Betrachtet man die Werke des Fotografen Edward Quinn, die unter anderem in dem Bildband „Stars Stars Stars – Off the screen“ veröffentlicht wurden, so kann beim Betrachter zunächst der Eindruck erweckt werden, Quinn habe tatsächlich einige der großen Filmstars rein privat abgelichtet und diese Schnappschüsse dann zusammengestellt. Bei näherer Betrachtung wird aber schnell deutlich, daß alle Photographien stets den Charakter des Schauspielers, Eigenschaften oder auch Filmmotive widerspiegeln und somit alles andere als reine Zufallsprodukte sein können. Die entscheidende Frage eines Photographen muß immer lauten, was er mit welchen Mitteln erzählen möchte und welches Ziel er somit verfolgt. Der Photograph Simon Marsden dokumentiert in seinem Bildband „Geistersuche“ Spuren des Unheimlichen. Seine Bilder, die fast ausnahmslos Gebäude in Europa zeigen, sollen die Aura des Magischen und Unheimlichen widerspiegeln, die von ihnen auszugehen scheint. Um den von ihm gewünschten Effekt jedoch dem Betrachter, der oftmals weder die Atmosphäre des Ortes gespürt hat noch dessen sagenumwobene Vorgeschichte kennt, zu vermitteln, nutzt Marsden die Fülle der technischen Möglichkeiten seiner Kamera aus, indem er durch die Wahl von Belichtungszeiten, Blende oder Art des Filmes, aber auch durch spätere gezielte Nachbearbeitung mittels Fotopapier, weiterer Filter bei der Belichtung oder Veränderungen beim Entwicklungsvorgang den von ihm gewünschten Effekt erzielt. (Siehe Anhang, Abbildung 1) Die entstandenen Bilder zeugen nun zwar nicht mehr von Authentizität, aber genau dies ist es ja schließlich nicht, was Marsden erreichen will. Nicht die Abbildung der möglichst objektiven Realität ist sein Ziel, sofern dies überhaupt möglich sein kann, sondern die Vermittlung einer sehr subjektiven Form der Wirklichkeit.

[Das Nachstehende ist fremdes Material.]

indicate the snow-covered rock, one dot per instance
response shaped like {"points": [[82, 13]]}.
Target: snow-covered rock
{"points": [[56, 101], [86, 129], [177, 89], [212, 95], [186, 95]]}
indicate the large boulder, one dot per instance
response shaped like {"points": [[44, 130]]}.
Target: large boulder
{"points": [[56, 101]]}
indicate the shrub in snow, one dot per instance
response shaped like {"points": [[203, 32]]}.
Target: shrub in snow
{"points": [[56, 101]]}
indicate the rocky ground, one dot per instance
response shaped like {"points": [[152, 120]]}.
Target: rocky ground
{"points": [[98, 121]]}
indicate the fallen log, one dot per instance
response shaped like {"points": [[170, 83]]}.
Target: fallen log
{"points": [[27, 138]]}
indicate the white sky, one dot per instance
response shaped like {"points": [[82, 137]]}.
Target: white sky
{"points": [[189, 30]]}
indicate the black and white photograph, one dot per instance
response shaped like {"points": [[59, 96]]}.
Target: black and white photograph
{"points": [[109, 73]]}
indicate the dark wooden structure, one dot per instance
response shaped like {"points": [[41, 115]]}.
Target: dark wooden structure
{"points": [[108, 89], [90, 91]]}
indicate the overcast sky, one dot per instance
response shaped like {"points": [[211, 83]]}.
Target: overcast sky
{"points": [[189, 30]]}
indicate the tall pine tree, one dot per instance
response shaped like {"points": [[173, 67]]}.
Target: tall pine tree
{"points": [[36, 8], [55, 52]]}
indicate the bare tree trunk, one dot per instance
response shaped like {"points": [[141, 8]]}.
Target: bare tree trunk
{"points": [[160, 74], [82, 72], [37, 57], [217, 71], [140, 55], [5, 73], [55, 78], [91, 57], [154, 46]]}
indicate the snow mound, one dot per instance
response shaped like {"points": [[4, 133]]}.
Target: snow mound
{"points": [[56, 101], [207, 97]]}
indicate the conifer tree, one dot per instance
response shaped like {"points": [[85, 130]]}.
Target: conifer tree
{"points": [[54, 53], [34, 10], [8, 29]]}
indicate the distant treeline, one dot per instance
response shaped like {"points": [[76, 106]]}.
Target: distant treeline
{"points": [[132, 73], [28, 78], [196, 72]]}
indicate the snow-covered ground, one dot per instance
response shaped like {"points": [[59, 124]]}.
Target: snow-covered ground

So nutzt auch Edward Quinn die Möglichkeit der Inszenierung, wenngleich er auch weniger mit technischen, sondern vielmehr mit gestalterischen Mitteln arbeitet: Seine Bilder von Anthony Perkins (Abb. 2) zeigen diesen beispielsweise, wie er auf einem etwas altmodischen Sofa sitzt, das linke Bein angewinkelt und sein Blick der Kamera ausweicht. Geradezu akribisch liegt ein Tuch über dem Kopfteil des Sessels, auf daß das Polster so wenig wie nur möglich strapaziert wird. Auch die kleine Decke auf dem Beistelltisch soll das wertvolle Möbel so lange als nur möglich vor äußeren Einflüssen schützen. Der Betrachter sieht sich sofort mit Norman Bates konfrontiert, der nur darauf zu warten scheint, daß seine herrische Mutter gleich zur Tür hereinkommt.

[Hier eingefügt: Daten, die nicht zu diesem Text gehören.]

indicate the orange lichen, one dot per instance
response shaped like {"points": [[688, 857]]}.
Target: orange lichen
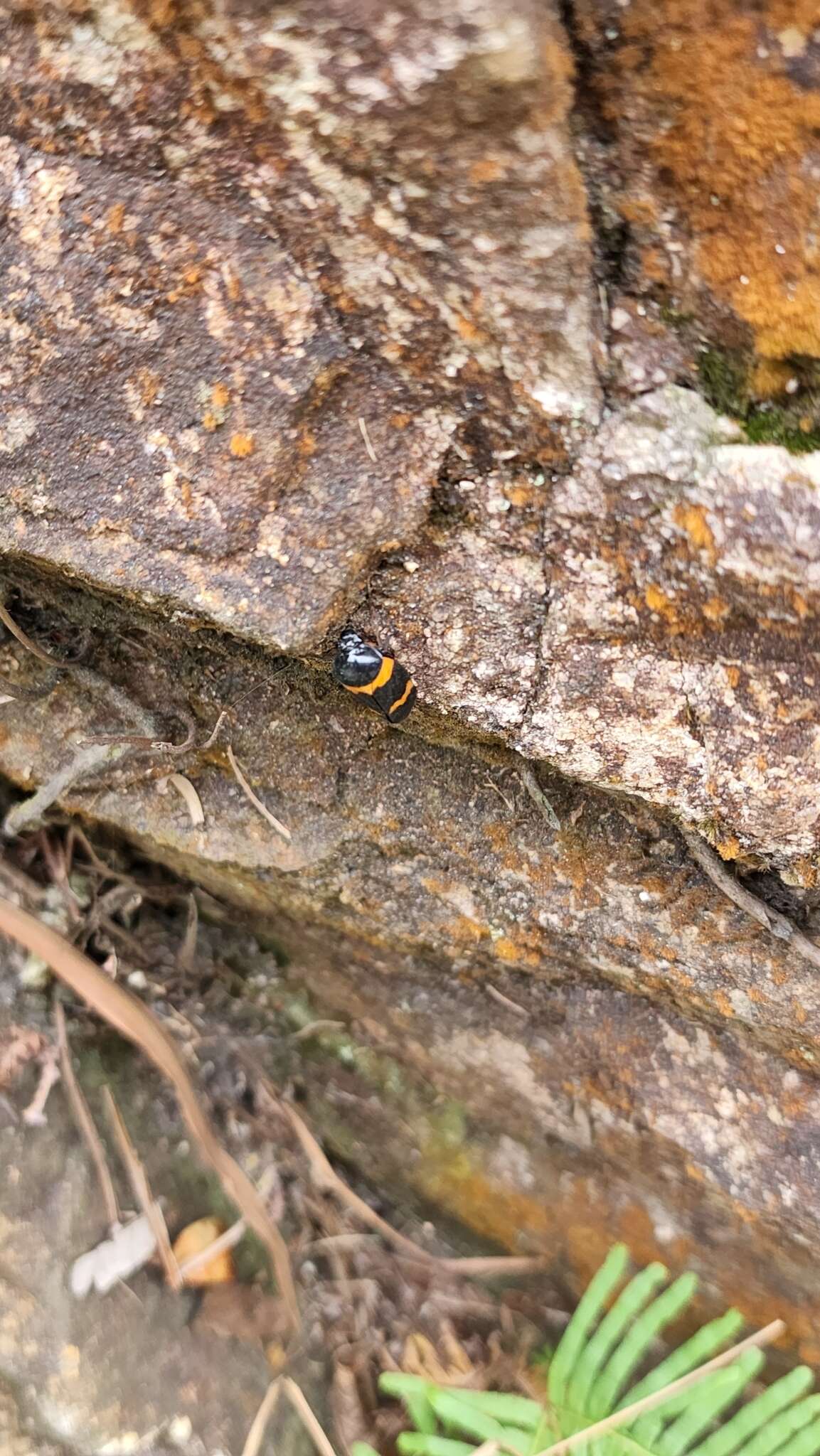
{"points": [[240, 446], [692, 519], [735, 140], [485, 171], [715, 611]]}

Quinns Bilder mit John Wayne (Abb. 3) zeigen den seit jeher von Schiffen faszinierten Star an Bord einer Yacht des Reeders Onassis. In der einen Hand hält er eine Zigarette, in der anderen eine Filmkamera auf Hüfthöhe. Der Fokus des Bildes ist jedoch weniger auf ihn, sondern vielmehr auf die Kamera gerichtet, so daß der Eindruck des schußbereiten Westernhelden, der auf den Showdown wartet und nochmals einen Zug aus der Zigarette zieht, nicht von der Hand zu weisen ist. John Wayne ist auch hier nicht der Schauspieler, sondern eben immer wieder der Cowboy.
Das Bild mit James Stewart (Abbildung 4) reduziert diesen zwar nicht auf eine seiner Rollen, verdeutlicht jedoch durch den Wahl des Ausschnittes die immense Körperlänge des Schauspielers, die ihm immer wieder das Image des großen Jungen, der sich eher schlacksig durch die Handlung bewegt, einbrachte.

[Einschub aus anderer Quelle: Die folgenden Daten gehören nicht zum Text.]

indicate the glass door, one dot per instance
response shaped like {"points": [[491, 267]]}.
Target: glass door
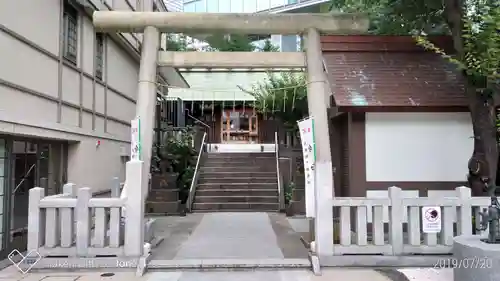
{"points": [[34, 163], [239, 126], [3, 183]]}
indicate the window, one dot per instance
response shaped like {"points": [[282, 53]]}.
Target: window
{"points": [[70, 18], [189, 7], [99, 55], [200, 7], [213, 6]]}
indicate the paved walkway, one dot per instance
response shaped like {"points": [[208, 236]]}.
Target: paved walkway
{"points": [[11, 274], [232, 236], [228, 236]]}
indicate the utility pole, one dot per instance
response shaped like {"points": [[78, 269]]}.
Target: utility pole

Überhaupt ist die Rollengeschichte, aber auch Eigenarten des Stars, immer wieder Anlaß, bestimmte Bilder zu veröffentlichen oder andere eben nicht. Nachdem Leonardo DiCaprio in „Titanic“ (Regie: James Cameron) erfolgreich war, wird von einem mir unbekannten Fotografen ein Bild (Abb. 5) von ihm veröffentlicht, daß ihn vor blauem Hintergrund zeigt. Die Farben des Gesichts sind entsättigt, das Photo wirkt wie eine direkte Anspielung auf den Tod im eisigen Wasser des Nordatlantiks. In einem späteren Bild (Abb. 6), das für die Fotostrecke einer Frauenzeitschrift entstand, ist Leonardo DiCaprio sitzend auf den Bäumen inmitten einer italienischen Landschaft zu sehen. Zum einen soll dies sicherlich eine Anspielung auf die italienischen Vorfahren des Schauspielers sein, zum anderen soll hier aber auch auf die Bodenständigkeit und die Verwurzelung mit familiären Werten sein, nachdem über Leonardo DiCaprio in zahllosen Gazetten die wildesten Geschichten über ausschweifende Partys und Drogenmißbrauch zu lesen waren.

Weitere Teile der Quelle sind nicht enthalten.